Run the numbers and the "cheap" bid gets more interesting. Assume all three cover 42,000 square feet. Contractor A works out to about $0.67 per inch of asphalt per square foot. Contractor B works out to $0.80 per inch — 20 percent more per inch of asphalt while delivering less pavement, no striping, and no base repair. The lowest total price can be the most expensive material in the comparison.
Step 1: Match the work area
Start by confirming the same area is included: total square footage, work limits, site map, drive lanes, parking stalls, entrances, aprons, private roads, and excluded areas. If one bid includes 42,000 square feet and another includes 35,000 square feet, the total price comparison is misleading.
Step 2: Identify the paving method
Each bid should state whether the work is new paving, overlay, mill and overlay, full removal and replacement, full-depth patching plus overlay, or partial replacement. A 2-inch overlay is not the same project as full removal and replacement.
Step 3: Compare asphalt thickness
Look for proposed thickness, whether it's compacted, whether it's the same thickness in heavy traffic areas as in stalls, and lift count. Thickness is a major cost driver — a thin overlay may be cheaper, but it may not solve the same problem as replacement. Confirm every bid states compacted thickness, since loose asphalt compacts roughly 20 to 25 percent under rolling.
Step 4: Compare base preparation
Base work may be included, excluded, or only included as an allowance. Check for grading, compaction, aggregate base, soft spot repair, proof rolling, a base repair allowance, a unit price for extra base work, and a change order process. If base repair is excluded, the bid may increase after demolition.
Step 5: Compare drainage assumptions
Drainage can change the real scope. Check whether each bid addresses visible problems — ponding, sunken areas near drains, settlement over trenches — the same way. If one contractor includes drainage correction and another excludes it, the pricing is not comparable. The full list of drainage items a proposal should address is in the Asphalt Paving Proposal Checklist.
Step 6: Compare striping and markings
Parking lots usually need striping after paving, and it's a common place where a low bid quietly drops scope. Confirm each bid includes the same markings, or clearly excludes striping so it can be priced separately with Parking Lot Striping Contractors.
Step 7: Compare access and traffic control
For occupied properties, compare phasing, barricades, notices, work hours, weekend or night work, flagging, emergency access, and reopening time. A bid without access planning may be cheaper but more disruptive.
When price per square foot helps
Price per square foot is useful only after scope is normalized — it's less useful when bids differ in thickness, milling depth, base work, striping, phasing, traffic control, disposal, or drainage. When thickness differs, divide again by inches of asphalt, as in the example above. Price per inch per square foot exposes thin bids fast.
Frequently asked questions
Why are asphalt paving bids so different?
They often include different scopes. Thickness, base prep, milling, striping, drainage, and traffic control can all change the price.
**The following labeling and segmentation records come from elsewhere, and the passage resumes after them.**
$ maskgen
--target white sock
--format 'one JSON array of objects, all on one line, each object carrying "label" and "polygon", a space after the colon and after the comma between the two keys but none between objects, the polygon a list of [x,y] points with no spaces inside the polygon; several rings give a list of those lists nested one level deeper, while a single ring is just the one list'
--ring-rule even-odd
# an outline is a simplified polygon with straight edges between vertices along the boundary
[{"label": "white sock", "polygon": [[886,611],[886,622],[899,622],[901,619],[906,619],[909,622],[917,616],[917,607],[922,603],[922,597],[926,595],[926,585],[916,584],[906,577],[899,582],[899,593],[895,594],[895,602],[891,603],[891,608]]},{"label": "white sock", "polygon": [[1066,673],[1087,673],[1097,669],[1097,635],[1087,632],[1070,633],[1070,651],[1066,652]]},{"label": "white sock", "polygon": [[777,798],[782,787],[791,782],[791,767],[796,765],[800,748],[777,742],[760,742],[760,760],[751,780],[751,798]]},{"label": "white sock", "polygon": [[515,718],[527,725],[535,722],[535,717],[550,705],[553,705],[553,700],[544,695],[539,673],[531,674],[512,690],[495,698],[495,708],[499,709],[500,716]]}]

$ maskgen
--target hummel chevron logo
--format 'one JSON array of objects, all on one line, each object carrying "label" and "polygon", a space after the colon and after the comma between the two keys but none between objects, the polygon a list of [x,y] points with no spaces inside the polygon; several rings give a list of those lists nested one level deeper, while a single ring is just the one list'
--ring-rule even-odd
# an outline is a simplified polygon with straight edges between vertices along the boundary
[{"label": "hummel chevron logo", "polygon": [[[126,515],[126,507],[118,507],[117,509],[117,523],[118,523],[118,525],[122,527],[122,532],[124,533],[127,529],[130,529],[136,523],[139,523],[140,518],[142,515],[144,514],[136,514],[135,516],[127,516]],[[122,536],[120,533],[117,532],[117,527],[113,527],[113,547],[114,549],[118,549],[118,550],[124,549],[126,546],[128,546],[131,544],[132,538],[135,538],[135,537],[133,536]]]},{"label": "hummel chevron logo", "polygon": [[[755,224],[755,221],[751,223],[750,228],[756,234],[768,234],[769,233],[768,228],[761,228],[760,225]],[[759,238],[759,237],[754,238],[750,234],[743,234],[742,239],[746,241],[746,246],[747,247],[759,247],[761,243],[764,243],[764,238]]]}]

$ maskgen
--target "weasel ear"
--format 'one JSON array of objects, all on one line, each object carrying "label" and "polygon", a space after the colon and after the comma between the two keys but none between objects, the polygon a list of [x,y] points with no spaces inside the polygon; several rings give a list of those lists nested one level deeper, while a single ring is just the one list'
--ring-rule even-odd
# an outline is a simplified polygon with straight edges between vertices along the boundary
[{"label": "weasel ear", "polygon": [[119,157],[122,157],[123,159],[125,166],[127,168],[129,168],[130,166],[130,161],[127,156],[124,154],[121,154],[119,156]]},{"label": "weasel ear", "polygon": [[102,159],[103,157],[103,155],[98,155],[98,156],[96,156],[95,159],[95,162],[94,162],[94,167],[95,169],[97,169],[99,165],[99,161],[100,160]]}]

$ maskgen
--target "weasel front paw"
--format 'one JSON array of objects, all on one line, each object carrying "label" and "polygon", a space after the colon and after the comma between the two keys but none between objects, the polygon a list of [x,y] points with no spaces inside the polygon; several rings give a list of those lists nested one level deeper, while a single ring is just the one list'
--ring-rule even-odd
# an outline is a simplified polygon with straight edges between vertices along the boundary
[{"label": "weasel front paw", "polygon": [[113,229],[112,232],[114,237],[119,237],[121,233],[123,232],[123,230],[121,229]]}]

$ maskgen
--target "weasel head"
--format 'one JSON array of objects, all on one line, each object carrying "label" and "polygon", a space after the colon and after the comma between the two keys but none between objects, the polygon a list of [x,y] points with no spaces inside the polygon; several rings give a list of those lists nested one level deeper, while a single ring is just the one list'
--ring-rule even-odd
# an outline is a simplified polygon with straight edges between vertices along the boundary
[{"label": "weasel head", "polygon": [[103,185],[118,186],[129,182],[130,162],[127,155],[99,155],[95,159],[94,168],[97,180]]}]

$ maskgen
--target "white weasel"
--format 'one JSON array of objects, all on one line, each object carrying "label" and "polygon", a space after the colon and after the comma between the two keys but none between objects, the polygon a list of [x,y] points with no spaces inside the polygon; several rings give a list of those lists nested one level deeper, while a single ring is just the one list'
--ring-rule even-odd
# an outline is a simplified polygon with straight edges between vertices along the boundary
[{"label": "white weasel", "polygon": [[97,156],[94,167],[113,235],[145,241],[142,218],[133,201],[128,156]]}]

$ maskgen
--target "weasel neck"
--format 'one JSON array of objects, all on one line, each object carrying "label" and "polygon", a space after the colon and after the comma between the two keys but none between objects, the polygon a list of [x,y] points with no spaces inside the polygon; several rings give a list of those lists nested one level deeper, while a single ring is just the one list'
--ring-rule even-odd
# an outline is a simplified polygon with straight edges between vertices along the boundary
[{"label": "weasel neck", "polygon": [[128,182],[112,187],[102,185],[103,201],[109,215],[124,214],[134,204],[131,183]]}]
Is price per square foot a good way to compare paving bids?
Only after you confirm the bids include the same work. When thickness differs, compare price per inch of asphalt per square foot instead.
What should I compare first?
Compare work area and paving method first. Then compare thickness, base preparation, drainage, striping, and exclusions.
Should I ask contractors to revise bids?
Yes. If scopes are not equal, ask for clarifications or revised pricing so the bids can be compared fairly.
What is the most common hidden cost?
Base repair and drainage correction are common sources of added cost.